Short-term trends will remain at the mercy of eurozone developments and economic data releases.

“It’s a little bit steadier today,” the trader said. "Metals are very headline-fuelled at the moment. Markets have been running short and a bit of profit-taking has been seen.”

This week, the main focus is on the US employment picture - on Wednesday, the ADP Non-Farm Employment Change report for February showed that 216,000 jobs were added,  beating the forecast of 204,000 jobs.

“Tomorrow we have the initial jobless figure. Yesterday’s ADP number is used as an indication and that was positive, but conversely that increased the dollar and put further pressure on the markets yesterday. But there is an expectation that figures will be better, as overall the US has been posting good data,” a trader said.

Separately, the European Central Bank (ECB) is expected to hold interest rates steady at a policy meeting early this afternoon, while China will also release it producer and consumer price indices on the same day.

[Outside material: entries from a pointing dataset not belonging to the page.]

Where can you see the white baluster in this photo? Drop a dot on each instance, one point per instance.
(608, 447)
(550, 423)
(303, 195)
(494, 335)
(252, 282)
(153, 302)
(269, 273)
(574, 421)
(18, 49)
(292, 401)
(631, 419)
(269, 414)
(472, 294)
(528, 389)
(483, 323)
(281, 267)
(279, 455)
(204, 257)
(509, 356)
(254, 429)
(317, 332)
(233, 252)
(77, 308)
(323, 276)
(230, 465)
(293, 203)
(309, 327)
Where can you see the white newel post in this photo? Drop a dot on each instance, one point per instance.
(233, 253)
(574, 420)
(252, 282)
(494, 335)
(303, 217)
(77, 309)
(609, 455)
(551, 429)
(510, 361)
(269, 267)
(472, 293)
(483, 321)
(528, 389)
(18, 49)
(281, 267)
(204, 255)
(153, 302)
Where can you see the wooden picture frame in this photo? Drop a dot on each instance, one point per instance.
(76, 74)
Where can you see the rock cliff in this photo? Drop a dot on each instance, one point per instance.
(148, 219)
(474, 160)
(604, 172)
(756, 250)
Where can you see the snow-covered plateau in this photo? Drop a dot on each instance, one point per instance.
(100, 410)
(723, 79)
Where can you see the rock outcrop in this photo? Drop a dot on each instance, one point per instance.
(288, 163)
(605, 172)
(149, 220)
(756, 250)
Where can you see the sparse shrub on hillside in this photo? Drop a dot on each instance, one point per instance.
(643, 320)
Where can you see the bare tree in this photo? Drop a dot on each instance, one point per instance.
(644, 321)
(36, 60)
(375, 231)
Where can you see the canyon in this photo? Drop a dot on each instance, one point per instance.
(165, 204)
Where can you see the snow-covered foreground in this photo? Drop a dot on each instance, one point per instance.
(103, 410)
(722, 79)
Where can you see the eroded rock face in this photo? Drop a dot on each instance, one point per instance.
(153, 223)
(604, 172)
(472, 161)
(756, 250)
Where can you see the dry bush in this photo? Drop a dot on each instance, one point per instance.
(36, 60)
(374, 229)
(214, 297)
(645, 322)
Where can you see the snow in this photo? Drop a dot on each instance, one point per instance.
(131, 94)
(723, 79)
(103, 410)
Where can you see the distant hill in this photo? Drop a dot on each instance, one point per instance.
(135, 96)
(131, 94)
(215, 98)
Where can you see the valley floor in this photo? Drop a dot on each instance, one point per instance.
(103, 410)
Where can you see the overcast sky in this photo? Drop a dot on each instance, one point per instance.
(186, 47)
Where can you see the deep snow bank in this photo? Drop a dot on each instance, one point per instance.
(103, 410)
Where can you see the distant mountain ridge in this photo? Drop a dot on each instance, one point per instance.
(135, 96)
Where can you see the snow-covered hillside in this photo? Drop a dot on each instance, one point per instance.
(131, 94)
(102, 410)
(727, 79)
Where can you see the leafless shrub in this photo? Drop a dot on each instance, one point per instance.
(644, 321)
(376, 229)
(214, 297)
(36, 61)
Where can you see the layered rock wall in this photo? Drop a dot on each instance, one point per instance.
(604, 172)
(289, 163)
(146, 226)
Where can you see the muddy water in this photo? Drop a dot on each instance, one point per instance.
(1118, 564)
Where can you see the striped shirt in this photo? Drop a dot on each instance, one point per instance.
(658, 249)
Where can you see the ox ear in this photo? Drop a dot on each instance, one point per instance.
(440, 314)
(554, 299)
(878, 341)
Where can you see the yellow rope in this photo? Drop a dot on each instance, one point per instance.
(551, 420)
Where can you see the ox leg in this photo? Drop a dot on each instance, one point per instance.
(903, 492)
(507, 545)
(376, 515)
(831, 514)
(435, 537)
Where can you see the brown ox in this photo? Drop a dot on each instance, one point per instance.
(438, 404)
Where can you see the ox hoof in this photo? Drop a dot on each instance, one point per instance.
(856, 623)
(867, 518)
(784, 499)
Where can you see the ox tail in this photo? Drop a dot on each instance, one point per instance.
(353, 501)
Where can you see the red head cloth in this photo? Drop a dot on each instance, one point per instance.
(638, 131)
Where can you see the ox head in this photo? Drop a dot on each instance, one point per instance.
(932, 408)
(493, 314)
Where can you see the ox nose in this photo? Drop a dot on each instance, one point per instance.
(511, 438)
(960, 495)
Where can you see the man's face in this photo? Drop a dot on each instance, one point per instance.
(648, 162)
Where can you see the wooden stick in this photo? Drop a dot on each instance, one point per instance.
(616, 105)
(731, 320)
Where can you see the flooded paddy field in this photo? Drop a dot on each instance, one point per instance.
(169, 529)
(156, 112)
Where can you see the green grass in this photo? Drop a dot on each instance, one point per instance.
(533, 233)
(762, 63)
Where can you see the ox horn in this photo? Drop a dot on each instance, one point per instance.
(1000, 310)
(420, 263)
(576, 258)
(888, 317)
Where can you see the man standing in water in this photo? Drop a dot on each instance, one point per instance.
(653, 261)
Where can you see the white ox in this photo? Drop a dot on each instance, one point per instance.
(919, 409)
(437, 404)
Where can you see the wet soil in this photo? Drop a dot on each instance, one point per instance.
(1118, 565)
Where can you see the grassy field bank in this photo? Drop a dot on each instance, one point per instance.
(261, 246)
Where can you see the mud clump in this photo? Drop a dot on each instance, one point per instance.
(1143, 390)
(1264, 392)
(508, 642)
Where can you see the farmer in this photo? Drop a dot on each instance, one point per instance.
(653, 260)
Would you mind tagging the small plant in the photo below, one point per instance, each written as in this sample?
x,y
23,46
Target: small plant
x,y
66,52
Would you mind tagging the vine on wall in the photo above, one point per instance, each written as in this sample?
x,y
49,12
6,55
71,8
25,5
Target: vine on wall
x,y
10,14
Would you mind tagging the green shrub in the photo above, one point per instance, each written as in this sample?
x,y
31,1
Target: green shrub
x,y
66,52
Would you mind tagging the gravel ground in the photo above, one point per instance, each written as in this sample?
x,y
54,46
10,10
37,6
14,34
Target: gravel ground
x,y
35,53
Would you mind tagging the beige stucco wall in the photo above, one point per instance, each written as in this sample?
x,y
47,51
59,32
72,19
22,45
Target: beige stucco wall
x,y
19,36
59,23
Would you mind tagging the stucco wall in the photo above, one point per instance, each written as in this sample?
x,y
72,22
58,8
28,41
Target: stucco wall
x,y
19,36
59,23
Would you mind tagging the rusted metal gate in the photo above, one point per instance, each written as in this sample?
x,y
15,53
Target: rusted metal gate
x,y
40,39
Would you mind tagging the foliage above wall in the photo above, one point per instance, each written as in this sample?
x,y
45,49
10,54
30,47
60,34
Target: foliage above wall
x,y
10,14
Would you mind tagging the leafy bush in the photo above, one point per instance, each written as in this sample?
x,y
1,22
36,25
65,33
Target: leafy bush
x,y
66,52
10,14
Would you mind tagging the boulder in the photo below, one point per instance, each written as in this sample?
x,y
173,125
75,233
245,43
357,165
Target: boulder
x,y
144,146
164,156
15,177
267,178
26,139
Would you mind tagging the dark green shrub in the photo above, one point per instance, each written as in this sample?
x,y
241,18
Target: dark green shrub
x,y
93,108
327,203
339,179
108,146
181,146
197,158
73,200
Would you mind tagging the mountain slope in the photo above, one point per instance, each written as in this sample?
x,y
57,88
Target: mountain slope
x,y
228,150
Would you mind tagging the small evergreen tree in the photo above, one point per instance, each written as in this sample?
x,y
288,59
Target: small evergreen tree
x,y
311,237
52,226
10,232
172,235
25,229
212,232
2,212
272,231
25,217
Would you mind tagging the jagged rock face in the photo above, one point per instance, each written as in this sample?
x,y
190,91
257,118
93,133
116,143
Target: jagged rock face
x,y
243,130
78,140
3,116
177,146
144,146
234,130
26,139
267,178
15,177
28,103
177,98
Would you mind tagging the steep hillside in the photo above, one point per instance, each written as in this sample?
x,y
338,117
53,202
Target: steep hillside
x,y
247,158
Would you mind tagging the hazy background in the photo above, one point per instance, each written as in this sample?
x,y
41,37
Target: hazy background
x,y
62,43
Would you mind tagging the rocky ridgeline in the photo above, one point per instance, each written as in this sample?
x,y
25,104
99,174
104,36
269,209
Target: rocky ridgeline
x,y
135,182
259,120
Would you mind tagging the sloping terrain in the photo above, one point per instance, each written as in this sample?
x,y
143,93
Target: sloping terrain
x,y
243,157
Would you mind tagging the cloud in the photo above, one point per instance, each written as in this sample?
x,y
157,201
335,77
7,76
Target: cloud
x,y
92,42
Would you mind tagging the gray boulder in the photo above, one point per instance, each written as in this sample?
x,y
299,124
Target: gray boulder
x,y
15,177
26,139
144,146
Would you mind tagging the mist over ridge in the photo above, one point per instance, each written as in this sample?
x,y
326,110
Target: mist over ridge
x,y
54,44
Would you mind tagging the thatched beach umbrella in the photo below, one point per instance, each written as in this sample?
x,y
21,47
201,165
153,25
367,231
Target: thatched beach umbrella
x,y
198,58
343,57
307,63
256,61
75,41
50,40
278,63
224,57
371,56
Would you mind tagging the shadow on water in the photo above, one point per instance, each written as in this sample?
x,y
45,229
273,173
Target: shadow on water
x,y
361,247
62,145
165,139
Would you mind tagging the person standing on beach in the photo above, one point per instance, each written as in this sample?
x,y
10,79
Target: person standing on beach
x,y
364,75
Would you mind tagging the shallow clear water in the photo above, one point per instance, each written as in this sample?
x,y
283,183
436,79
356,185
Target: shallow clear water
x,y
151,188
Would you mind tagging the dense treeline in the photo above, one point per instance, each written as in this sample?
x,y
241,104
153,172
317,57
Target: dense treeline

“There are rumours that China could see a rate cut - it’s only a rumour but could been seen after tomorrow’s [CPI and PPI] figures come out," the trader added.


ALL METALS IMPROVE

Aluminium at $2,232.50 per tonne was up $23.50 on the previous day’s close. LME warehouse inventories rose a net 10,050 tonnes to 5,098,325 tonnes, with 17,700 tonnes put on warrant in Vlissingen, taking stocks there to 1,018,800 tonnes.

Cancelled warrants were up a substantial 24,350 tonnes to 1,676,775 tonnes - Detroit’s cancelled warrants rose 23,925 tonnes to 597,700 tonnes, while Vlissingen’s cancelled warrants stepped slipped 1,500 tonnes to 896,400 tonnes.

Copper rose $116 to $8,411, while inventories continued to dwindle, losing a further 875 tonnes to 280,025 tonnes. But negating this figure was a drop in cancelled warrants to 91,475 tonnes, a decline of 2,900 tonnes.

Nickel at $19,183 is back above the pivotal $19,000 level and up $283 on Wednesday’s close. Stocks fell 108 tonnes to 97,926 tonnes but Dubai reported an increase of 132 tonnes of metal, taking its total stocks to 762 tonnes. Cancelled warrants at 5,220 tonnes were down 180 tonnes

“Up a good 1.5 percent, nickel has been the biggest winner. That said, nickel – a metal which is used primarily in the stainless steel industry – has also suffered the biggest losses over the past four weeks,” Commerzbank said.

Zinc was also around 1.5 percent higher at $2,046, a rise of $31. Inventories were down 25 tonnes to 866,900 tonnes, cancelled warrants were also down 25 tonnes at 17,775 tonnes.

Sister metal lead performed even more strongly - at $2,140 it was up $50. Stocks are now at their lowest since January 31, falling 525 tonnes to 363,425 tonnes. Cancelled warrants at 22,125 tonnes were down 350 tonnes.

Tin was almost three percent higher at $22,901, an increase of $651. Inventories were up 85 tonnes to 11,545, while cancelled warrants rose 10 tonnes to 1,355 tonnes.

Steel was quoted at $520.50/530 after a 3,640-tonne reduction in inventories in Rotterdam which took total LME stocks to 65,585 tonnes, the lowest since November 28

In the minors, cobalt stocks were down three tonnes at 287 tonnes, with prices indicated at $30,000/31,500. Molybdenum was neglected.